Trump’s direct impact on Americans’ finances may come as they pay their taxes; Many households will see a big refund thanks to Trump’s “big, good debt” signed into law last summer. Middle-income families may benefit from tax breaks on overtime pay, and some older adults will receive a tax break on their Social Security income.

But the biggest benefit from the new tax cuts will go to wealthy households, including those who own businesses or expensive homes in states with high property taxes and those who receive multimillion-dollar estates. The law also extends tax cuts made during Trump’s first term that were due to expire.
“There are things in the bill like tax exemptions on tips, but they are very small” compared to interventions that help the wealthy, such as the estate tax, said Owen Zidar, an economics professor at Princeton University.
He cited an analysis by the Tax Policy Center that found that households making $460,000 to $1.1 million would receive an average tax cut of $21,000 in 2026. Meanwhile, low-income families making $67,000 to $119,000 will get a modest tax cut of about $1,800.
Those breaks come on top of decades of tax cuts, like those for business owners established during Trump’s first term, that benefited the wealthiest households and enabled them to continue accumulating more wealth, Zidar said.
Meanwhile, those like Liz Doyle in Oklahoma continued to struggle for the basics.
Doyle, 67, who voted for Trump, said rising prices for everything from coffee to insulin are disrupting his monthly budget, almost all of which comes from Social Security.
“Grocery prices are absolutely ridiculous,” Doyle said. “Coffee prices, what on earth?”
His property taxes have quadrupled in the past two years, he said. He doesn’t have a 401(k) and only owns a small amount, so he hasn’t benefited much from the market’s supply. From time to time, he sells vegetables, such as okra, from his garden at the local farmers market for extra income.

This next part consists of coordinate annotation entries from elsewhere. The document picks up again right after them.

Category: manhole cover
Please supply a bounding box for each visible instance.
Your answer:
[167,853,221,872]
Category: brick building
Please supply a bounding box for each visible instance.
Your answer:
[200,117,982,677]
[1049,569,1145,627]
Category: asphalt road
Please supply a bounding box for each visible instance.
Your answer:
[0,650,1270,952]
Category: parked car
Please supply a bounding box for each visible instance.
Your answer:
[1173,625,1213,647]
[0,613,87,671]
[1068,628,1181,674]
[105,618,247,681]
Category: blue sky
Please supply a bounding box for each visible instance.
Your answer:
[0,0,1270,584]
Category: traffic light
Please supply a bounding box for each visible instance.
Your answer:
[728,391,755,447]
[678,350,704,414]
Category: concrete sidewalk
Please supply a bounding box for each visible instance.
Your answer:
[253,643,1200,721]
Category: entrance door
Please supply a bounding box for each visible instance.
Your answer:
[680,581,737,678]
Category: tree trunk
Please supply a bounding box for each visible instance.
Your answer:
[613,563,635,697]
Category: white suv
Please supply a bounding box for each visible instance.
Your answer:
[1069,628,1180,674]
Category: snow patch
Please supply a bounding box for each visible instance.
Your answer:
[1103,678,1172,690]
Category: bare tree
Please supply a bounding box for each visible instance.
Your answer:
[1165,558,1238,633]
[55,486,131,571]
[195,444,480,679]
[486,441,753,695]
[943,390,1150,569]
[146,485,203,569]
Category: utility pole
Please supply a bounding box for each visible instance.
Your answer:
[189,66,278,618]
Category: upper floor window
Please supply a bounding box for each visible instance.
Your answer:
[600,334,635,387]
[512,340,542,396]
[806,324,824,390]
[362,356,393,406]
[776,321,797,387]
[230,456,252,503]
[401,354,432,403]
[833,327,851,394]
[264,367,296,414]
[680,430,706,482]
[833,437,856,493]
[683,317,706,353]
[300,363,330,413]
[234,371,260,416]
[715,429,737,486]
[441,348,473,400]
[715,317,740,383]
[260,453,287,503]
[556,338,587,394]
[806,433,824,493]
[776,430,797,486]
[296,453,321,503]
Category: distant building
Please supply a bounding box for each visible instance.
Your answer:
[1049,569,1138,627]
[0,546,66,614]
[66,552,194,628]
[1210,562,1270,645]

“President Trump has done much better than Biden,” said Doyle, who cited lower inflation under Trump. “But the question is: Is Trump that good, or was Biden that bad?”
Kregar, who voted for former Vice President Kamala Harris in the 2024 presidential election, said her experience in economics since graduating college that year has changed her views on Democrats.
“Every time I go to the store, I get nervous,” Kregar said. “For now, we’re going to build a ballroom for the White House? It feels like, as an American, a slap in the face.”